Le HCR veille à garantir le respect des droits des personnes déplacées, des réfugiés et des apatrides. Où qu'ils se trouvent. ​

Tous les êtres humains ont le droit de vivre sans crainte de persécution ou de discrimination.

Chaque jour, des centaines de milliers d’hommes, de femmes et d’enfants sont forcés de fuir leurs foyers, jeunes ou âgés, malades ou en bonne santé, mères ou pères, fils ou filles. 

Le droit international sur le statut des réfugiés détermine qui a besoin de protection internationale, et quels sont les droits minimaux devant être garantis aux réfugiés.

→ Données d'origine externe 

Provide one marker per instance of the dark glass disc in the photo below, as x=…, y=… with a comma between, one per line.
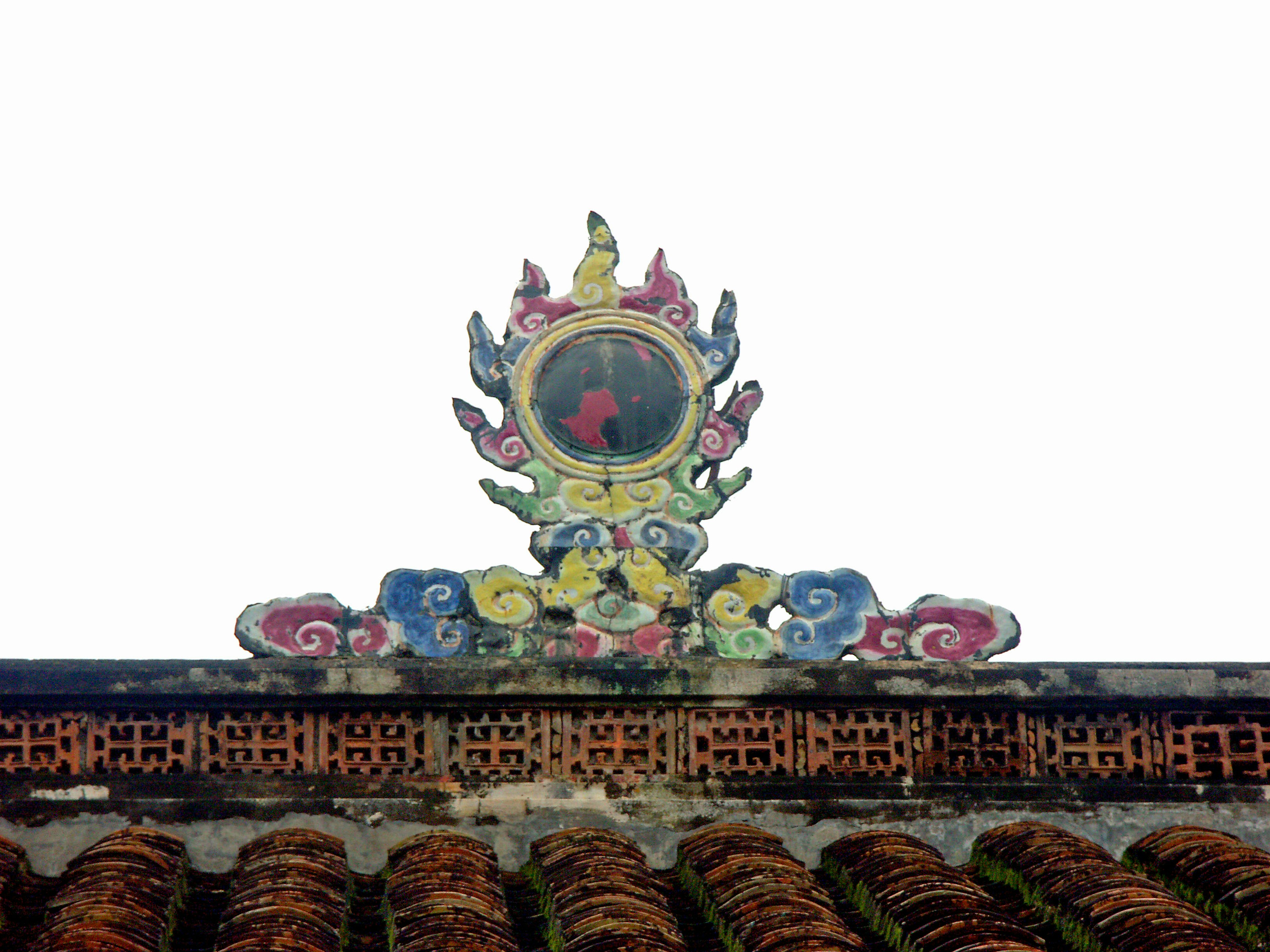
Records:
x=610, y=395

Au HCR, notre rôle est de protéger et sauvegarder les droits des personnes déplacées où qu’elles se trouvent.  

Le HCR cherche à faire respecter les droits fondamentaux des personnes déracinées ou apatrides dans leurs pays d’asile, et veille notamment à ce que les réfugiés ne soient pas renvoyés contre leur gré dans un pays où ils pourraient être exposés à des persécutions.  

Le HCR s’efforce aussi de fournir une protection juridique et physique aux nombreux réfugiés exposés à des menaces de violence, même dans les pays d’asile.​ Il veille ainsi très particulièrement à la protection des personnes vulnérables telles que les femmes, les adolescents, les enfants, ou les membres des communautés LGBTQI. 

Mettre fin à l'apatridie

Aujourd’hui à travers le monde, des millions de personnes sont privées de nationalité. Elles s’entendent dire qu’elles n’appartiennent à AUCUN PAYS. Elles sont privées d’accès à l’éducation, aux soins de santé et à un emploi légal. Elles ne peuvent pas ouvrir un compte bancaire, s’acheter une maison ou même se marier. Le HCR a pour mandat d'identifier les apatrides, de protéger leurs droits et s’est engagé à mettre fin à l’apatridie d’ici 2024.

En effet, le HCR a lancé la campagne #IBelong en novembre 2014 afin de soutenir les gouvernements du monde entier, en coopération avec la société civile et les personnes apatrides, pour mettre fin à l’apatridie d’ici 2024. Pour ce faire, le HCR coopère avec les organisations internationales, des ONG, les gouvernements et sociétés civiles pour notamment analyser les lacunes dans les législations, évaluer les solutions possibles, protéger les droits des apatrides et s'assurer qu'ils soient reconnus.